A mí hay varias cosas que me han llamado la atención de todo esto, dos están relacionadas con cosas que creímos siempre que eran positivas y, realmente, no lo son tanto. ¿Os acordáis cuando se presumía de que España era uno de los países con mayor esperanza de vida? No sé para qué sirve eso si somos incapaces de cuidar a nuestros mayores, apartándolos de la sociedad, dejándolos en residencias donde, por desgracia, tantos han muerto. Que sí, que la vida es así, que la gente no puede cuidar de sus mayores, que todo el mundo trabaja fuera hoy en día, que vivimos muy rápido, nuestro ritmo diario es incompatible con sus requerimientos. Pero esa misma necesidad que ha sentido la gente de correr a los bares a tomarse la cerveza con sus amigos, esa necesidad de sentirse parte de la tribu la hemos dejado solo para la parte del ocio, para el disfrute, no para la responsabilidad y los cuidados. Y, ¿os acordáis cuando, en las épocas peores de cualquier crisis, algunas comunidades –como la mía– seguían aguantando gracias al turismo? El turismo lo era todo, el turismo nos salvaba pero, ese mismo turismo nos ha llevado ahora a una situación absolutamente impensable hace unos meses. Lo hemos jugado todo a una carta, nos hemos arriesgado y hemos perdido. Nos esperan tiempos difíciles, mucho.

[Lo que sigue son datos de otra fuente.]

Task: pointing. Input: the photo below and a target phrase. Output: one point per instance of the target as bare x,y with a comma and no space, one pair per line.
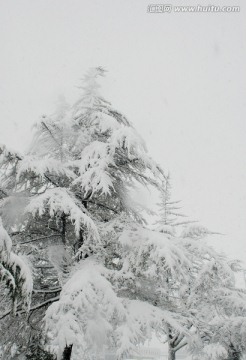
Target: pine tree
102,278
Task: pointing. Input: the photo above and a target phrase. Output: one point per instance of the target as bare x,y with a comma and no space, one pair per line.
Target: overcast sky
180,78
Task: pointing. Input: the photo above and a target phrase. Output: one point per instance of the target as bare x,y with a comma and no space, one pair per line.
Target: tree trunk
233,353
67,352
171,353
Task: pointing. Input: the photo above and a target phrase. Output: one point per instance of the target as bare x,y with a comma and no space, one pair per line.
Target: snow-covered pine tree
100,278
74,180
205,309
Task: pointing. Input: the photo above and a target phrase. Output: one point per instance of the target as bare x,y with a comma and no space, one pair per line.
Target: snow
60,200
15,269
42,166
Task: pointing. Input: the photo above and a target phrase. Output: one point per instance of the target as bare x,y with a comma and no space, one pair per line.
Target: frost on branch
61,200
91,316
14,271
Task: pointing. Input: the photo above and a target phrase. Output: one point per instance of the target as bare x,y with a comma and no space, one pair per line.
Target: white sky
180,78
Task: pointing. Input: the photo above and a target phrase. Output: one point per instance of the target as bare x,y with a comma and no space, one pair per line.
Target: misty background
178,77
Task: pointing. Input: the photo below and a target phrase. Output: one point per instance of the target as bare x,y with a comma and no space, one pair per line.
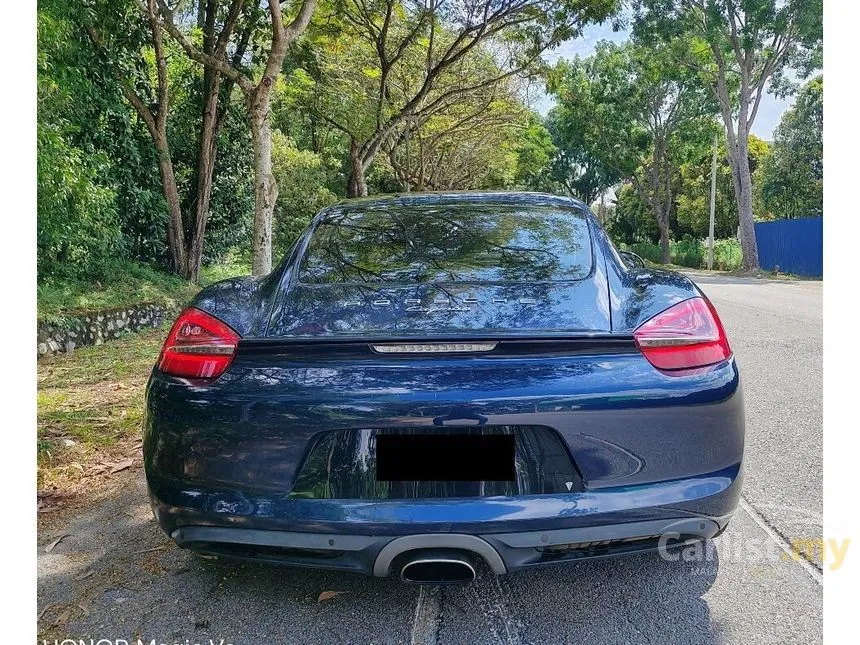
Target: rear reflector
198,346
686,335
433,348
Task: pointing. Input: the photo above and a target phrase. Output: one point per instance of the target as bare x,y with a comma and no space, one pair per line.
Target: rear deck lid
445,270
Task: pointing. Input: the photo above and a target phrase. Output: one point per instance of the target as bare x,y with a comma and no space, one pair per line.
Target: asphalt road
116,576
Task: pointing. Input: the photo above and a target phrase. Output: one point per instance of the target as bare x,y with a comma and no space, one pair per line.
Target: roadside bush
646,250
688,252
727,255
692,253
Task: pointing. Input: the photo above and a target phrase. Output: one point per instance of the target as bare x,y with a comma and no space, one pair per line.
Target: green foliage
621,115
692,253
302,189
791,180
632,221
694,189
125,283
128,283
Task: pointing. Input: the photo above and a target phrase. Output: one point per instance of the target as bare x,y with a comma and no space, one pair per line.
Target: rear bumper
222,459
509,534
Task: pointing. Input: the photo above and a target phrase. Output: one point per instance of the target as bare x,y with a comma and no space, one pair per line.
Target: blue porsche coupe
428,381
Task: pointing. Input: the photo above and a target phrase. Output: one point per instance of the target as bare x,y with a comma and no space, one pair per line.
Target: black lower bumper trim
503,552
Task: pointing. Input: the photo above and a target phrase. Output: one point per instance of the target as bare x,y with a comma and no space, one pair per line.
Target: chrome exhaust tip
438,569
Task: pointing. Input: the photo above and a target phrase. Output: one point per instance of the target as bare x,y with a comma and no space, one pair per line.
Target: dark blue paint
647,445
793,245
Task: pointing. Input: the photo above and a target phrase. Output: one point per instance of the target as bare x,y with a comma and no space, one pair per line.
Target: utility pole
713,206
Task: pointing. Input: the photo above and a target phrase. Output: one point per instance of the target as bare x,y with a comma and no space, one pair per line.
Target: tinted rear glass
492,243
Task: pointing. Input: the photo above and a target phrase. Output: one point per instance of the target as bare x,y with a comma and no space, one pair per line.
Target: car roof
458,198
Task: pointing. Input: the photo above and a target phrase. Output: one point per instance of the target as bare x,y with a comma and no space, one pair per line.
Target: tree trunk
265,187
665,250
357,185
743,197
175,232
205,170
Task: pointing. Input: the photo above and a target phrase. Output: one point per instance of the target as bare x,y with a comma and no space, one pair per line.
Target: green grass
90,407
692,253
129,285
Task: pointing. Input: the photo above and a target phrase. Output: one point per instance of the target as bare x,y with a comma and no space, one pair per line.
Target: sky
769,113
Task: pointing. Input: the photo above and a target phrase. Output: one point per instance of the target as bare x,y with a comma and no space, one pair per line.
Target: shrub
692,253
688,252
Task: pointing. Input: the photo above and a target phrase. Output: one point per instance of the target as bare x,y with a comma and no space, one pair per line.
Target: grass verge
90,408
131,284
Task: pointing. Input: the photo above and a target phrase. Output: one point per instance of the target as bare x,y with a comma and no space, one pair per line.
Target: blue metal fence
793,245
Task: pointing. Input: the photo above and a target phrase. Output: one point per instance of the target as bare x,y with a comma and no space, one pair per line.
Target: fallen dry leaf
63,618
121,466
51,546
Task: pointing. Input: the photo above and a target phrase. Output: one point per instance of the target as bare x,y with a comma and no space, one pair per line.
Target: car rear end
549,404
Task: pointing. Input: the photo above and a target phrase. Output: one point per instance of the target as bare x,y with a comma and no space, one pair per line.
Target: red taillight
684,336
198,346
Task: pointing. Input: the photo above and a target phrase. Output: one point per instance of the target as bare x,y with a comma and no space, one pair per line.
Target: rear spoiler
503,345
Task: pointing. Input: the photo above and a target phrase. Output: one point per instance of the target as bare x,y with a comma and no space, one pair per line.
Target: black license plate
445,457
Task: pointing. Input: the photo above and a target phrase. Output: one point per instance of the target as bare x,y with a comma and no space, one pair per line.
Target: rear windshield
492,243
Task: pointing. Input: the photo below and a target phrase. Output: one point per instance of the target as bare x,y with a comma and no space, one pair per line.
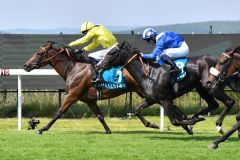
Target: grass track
85,139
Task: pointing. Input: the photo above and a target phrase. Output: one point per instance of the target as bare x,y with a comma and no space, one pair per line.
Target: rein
51,56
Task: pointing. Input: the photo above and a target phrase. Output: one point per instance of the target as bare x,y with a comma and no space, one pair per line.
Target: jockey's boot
95,75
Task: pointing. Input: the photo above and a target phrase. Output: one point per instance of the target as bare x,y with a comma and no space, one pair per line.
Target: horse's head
228,64
43,57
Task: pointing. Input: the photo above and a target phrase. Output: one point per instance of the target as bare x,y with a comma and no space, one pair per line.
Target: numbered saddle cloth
113,79
182,65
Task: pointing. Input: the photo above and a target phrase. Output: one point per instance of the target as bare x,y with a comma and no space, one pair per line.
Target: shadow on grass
159,136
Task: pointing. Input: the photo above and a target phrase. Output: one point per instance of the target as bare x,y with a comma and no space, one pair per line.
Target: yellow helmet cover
86,26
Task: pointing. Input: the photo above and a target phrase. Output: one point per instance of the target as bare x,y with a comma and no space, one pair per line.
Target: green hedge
46,105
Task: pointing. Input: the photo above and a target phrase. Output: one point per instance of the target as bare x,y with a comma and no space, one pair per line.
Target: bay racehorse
225,73
157,86
77,77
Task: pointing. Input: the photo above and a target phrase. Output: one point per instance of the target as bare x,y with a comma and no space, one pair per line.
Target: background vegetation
46,104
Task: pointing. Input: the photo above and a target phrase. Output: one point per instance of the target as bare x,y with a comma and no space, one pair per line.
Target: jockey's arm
157,50
82,40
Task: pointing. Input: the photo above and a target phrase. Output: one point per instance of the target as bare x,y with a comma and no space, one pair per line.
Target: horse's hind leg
176,117
68,101
145,103
214,144
238,120
99,115
212,103
229,102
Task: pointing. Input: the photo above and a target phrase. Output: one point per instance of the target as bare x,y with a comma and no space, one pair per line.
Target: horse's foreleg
145,103
68,101
229,102
214,144
99,115
212,103
176,117
238,120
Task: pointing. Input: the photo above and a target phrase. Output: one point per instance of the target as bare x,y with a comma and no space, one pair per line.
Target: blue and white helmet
148,33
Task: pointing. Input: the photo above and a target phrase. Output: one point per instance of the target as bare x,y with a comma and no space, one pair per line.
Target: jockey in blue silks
168,46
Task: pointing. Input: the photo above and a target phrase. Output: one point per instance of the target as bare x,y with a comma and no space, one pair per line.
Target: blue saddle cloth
181,64
113,79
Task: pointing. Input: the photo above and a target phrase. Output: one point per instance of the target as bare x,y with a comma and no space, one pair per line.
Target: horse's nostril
208,84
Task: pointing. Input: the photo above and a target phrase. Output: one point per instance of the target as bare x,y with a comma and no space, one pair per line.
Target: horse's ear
49,45
237,49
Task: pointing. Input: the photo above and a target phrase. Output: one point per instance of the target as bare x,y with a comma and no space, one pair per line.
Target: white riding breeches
99,55
182,51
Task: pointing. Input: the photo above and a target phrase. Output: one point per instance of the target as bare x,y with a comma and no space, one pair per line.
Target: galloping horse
77,77
157,84
227,69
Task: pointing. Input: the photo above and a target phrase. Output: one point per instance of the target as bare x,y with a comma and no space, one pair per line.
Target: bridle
223,74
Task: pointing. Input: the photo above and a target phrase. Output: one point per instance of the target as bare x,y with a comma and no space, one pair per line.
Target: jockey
168,46
100,36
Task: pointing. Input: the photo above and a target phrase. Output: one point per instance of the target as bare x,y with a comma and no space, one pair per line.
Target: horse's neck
63,66
136,69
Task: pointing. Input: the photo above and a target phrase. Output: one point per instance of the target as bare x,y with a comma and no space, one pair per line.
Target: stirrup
97,80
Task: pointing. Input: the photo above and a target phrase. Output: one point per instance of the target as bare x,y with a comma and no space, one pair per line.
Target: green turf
85,139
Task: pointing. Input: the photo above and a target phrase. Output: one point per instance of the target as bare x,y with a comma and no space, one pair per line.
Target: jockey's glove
79,51
66,46
141,54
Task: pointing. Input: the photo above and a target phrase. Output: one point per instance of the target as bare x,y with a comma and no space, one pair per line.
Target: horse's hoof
199,118
190,132
108,132
38,132
154,125
213,146
220,129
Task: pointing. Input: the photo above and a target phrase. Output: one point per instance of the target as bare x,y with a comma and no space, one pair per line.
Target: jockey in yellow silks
99,36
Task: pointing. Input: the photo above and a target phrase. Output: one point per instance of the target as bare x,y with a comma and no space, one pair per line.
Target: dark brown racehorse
157,84
226,70
77,77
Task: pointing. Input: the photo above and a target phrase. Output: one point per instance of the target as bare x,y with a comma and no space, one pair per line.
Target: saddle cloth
181,63
113,79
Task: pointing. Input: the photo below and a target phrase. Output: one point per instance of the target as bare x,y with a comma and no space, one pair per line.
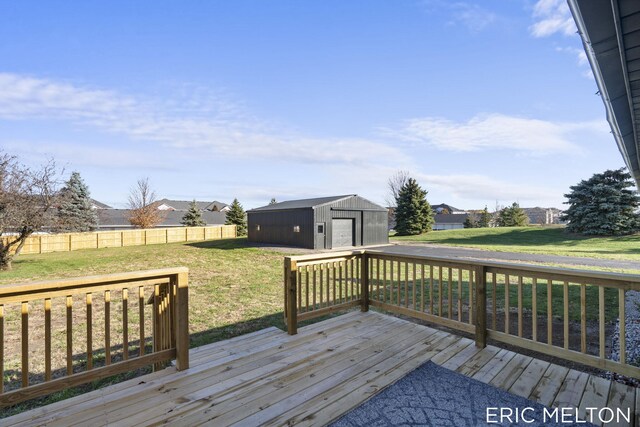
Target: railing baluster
459,295
623,325
601,320
315,291
549,312
565,296
583,317
440,291
89,304
507,304
449,294
1,348
25,344
306,273
69,335
534,309
494,300
378,277
47,339
107,327
413,286
125,324
520,306
141,316
430,289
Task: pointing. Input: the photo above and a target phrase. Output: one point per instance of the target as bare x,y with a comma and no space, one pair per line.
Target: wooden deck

Yo he aprendido muchas cosas de mí misma en estos meses y no todas me gustan, la verdad. Otras igual sí. Y me ha servido para muchas cosas también este estado de alarma. Puede que la más importante es descubrir que, aunque no lo creas, puedes vivir sin muchas cosas que pensabas imprescindibles. Aunque miento al decir que es una lección aprendida de estos días. Tal vez sí ha sido la traca final de un aprendizaje de varios años. Eso tiene un lado positivo y otro negativo. El positivo es la capacidad de adaptación: pase lo que pase, puedo sobrevivir. El negativo es un poso de desasosiego del que no soy capaz de desprenderme, un punto de pasotismo, un “me apetece esto pero, si no lo hago, tampoco pasa nada”. Me asusta un poco eso, no sé a qué va a derivar o hacia dónde va a ir. Supongo que podría obtener algo positivo de ello, pero aún no soy capaz de verlo. Supongo que volverá el entusiasmarme por las cosas. Supongo que, en algún momento, recuperaré la ilusión por la vida más allá de las cuatro paredes de mi casa. Y de mi balcón, tal vez mi gran descubrimiento de este estado de alarma. Volver a ilusionarme con las plantas, descubrir la felicidad que me da ese pequeño espacio que no es fuera, pero tampoco es dentro.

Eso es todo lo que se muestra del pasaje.